# REGRESSION MODELING
******

### Objective:
In this analysis project, our goal is to apply statistical modeling in the form of regression to data related to student success. 

### What does "supervised machine learning" mean?
- Machine learning, in a broad sense, is an approach to data analytics that allows computers to learn from data without being explicitly told so.

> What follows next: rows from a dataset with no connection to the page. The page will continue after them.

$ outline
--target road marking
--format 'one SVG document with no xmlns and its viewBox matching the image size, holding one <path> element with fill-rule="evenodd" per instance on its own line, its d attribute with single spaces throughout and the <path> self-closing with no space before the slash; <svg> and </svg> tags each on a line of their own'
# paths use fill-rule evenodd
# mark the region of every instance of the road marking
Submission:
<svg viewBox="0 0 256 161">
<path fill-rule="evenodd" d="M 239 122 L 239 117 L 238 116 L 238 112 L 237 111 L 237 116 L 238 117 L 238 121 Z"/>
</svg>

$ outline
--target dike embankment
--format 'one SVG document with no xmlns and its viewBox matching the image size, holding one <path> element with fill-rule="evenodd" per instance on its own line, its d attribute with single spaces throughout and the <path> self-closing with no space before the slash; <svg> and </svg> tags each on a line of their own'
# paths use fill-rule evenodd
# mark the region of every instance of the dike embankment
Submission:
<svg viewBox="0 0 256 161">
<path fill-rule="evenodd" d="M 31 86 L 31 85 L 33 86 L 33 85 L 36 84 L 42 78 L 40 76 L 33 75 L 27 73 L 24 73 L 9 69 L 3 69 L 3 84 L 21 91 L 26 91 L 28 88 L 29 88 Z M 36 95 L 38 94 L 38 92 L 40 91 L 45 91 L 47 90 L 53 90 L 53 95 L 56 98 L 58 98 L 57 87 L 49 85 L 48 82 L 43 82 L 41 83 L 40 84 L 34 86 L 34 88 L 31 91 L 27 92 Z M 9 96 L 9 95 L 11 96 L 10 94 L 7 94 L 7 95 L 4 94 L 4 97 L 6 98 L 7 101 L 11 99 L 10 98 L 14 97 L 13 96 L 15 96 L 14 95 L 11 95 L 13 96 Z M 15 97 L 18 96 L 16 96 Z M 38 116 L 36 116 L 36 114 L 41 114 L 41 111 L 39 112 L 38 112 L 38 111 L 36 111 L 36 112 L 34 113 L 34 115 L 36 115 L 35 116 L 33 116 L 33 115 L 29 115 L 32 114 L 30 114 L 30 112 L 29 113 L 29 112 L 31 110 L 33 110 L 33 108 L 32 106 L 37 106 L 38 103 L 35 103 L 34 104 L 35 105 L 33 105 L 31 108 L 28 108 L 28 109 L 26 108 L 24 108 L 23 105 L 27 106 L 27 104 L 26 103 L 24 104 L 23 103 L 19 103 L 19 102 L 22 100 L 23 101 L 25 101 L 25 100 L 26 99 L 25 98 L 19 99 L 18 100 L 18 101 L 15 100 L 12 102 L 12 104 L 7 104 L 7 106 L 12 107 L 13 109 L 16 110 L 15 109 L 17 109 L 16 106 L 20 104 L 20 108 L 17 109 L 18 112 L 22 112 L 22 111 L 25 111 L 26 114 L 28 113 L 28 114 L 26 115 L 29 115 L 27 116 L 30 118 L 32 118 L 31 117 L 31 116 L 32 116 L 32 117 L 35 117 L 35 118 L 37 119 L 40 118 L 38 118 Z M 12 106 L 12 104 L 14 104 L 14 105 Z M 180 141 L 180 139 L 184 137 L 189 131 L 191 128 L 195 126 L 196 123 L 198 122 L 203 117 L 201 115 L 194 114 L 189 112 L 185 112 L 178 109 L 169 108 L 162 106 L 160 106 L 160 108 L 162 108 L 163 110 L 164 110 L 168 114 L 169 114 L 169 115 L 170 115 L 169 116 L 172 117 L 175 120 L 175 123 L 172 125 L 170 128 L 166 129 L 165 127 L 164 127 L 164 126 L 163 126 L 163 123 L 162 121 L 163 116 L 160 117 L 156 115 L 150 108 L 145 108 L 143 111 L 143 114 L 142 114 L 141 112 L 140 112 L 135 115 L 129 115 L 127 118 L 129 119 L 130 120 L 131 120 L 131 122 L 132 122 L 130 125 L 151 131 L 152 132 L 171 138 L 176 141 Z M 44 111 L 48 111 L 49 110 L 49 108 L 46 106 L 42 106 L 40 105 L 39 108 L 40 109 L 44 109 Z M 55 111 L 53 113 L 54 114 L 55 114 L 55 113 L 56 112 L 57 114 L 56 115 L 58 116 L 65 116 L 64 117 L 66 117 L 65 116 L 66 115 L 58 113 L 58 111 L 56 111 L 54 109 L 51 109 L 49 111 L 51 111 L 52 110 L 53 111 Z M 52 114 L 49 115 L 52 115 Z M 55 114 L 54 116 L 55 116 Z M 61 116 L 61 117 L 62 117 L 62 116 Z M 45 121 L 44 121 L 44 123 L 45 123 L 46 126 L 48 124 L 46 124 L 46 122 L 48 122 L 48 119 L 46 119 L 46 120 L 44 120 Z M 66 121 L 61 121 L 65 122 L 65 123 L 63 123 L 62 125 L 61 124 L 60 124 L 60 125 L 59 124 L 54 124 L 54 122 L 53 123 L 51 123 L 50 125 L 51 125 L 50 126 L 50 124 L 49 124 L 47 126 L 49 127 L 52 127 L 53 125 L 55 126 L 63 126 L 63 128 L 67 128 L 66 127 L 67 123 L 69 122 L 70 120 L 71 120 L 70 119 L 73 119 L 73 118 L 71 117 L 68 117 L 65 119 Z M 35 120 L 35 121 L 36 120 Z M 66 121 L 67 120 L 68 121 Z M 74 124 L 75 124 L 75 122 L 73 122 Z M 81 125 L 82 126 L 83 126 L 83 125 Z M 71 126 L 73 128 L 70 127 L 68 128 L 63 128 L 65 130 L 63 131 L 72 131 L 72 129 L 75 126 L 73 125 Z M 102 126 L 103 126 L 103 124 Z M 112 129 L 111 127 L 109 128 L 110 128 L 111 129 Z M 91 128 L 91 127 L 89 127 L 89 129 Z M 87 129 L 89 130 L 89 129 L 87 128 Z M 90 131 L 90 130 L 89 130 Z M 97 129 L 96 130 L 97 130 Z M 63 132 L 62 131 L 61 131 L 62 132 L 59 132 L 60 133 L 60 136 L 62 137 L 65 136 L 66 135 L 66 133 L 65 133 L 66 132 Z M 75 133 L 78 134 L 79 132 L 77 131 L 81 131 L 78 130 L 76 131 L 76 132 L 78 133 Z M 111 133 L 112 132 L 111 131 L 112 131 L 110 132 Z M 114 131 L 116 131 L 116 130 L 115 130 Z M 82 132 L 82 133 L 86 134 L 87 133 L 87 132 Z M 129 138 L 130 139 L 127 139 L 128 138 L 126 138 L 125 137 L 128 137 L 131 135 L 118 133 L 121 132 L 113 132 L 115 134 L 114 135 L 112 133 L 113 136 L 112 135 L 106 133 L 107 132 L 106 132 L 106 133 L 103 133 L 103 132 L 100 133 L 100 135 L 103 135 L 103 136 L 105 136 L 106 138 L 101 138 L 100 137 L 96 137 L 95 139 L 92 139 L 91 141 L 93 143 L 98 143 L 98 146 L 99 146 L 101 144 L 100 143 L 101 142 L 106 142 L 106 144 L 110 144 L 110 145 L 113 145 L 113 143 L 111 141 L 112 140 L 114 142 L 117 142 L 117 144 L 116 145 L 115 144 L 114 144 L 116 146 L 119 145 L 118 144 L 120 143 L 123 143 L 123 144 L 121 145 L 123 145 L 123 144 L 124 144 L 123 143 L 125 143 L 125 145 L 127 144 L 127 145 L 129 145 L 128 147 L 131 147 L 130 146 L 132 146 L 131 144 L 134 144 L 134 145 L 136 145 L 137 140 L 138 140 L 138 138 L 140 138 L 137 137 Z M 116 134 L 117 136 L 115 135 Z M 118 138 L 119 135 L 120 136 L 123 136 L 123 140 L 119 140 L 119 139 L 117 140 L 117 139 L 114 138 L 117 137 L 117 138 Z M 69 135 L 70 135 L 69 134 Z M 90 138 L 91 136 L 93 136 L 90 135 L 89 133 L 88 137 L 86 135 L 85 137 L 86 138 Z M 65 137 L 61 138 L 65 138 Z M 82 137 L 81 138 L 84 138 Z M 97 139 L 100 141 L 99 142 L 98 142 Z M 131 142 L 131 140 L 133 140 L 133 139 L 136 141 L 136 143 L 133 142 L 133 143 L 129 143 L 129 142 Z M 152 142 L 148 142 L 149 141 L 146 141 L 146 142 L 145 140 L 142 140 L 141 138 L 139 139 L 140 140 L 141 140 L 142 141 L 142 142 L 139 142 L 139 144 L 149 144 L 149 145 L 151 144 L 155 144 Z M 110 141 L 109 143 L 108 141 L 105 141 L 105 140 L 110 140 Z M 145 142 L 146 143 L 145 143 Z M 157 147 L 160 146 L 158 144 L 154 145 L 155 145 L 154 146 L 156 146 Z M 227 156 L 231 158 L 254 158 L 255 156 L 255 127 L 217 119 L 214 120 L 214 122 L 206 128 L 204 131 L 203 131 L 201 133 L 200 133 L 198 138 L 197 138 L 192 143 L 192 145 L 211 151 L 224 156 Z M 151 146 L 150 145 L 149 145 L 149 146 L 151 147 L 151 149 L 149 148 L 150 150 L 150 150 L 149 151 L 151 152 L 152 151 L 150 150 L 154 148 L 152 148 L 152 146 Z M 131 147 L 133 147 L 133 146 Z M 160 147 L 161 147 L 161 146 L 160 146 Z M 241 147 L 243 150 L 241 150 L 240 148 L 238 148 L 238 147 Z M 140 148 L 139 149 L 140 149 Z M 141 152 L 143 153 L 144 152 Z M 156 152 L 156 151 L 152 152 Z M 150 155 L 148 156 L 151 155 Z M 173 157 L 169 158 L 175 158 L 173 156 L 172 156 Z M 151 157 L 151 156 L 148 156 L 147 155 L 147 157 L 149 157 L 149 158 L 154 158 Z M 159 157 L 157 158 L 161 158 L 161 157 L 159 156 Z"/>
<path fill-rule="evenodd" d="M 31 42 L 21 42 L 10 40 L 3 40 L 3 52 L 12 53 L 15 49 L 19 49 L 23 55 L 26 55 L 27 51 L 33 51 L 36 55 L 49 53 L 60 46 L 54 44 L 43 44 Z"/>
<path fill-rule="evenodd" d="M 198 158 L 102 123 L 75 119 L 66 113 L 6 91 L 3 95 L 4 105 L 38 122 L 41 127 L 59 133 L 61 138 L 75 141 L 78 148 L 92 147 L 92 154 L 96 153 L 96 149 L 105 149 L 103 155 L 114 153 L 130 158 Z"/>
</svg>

From driverless cars to artificial intelligence, machine learning has countless applications, but here we will use machine learning to train the computer to identify hidden relationships in data and apply what it learned to future data.


### What is regression?
Regression is a statistical modeling approach that seeks to determine and evaluate the strength of the relationship between an dependent variable (y) and one or more independent variables (x1, x2, x3, ...).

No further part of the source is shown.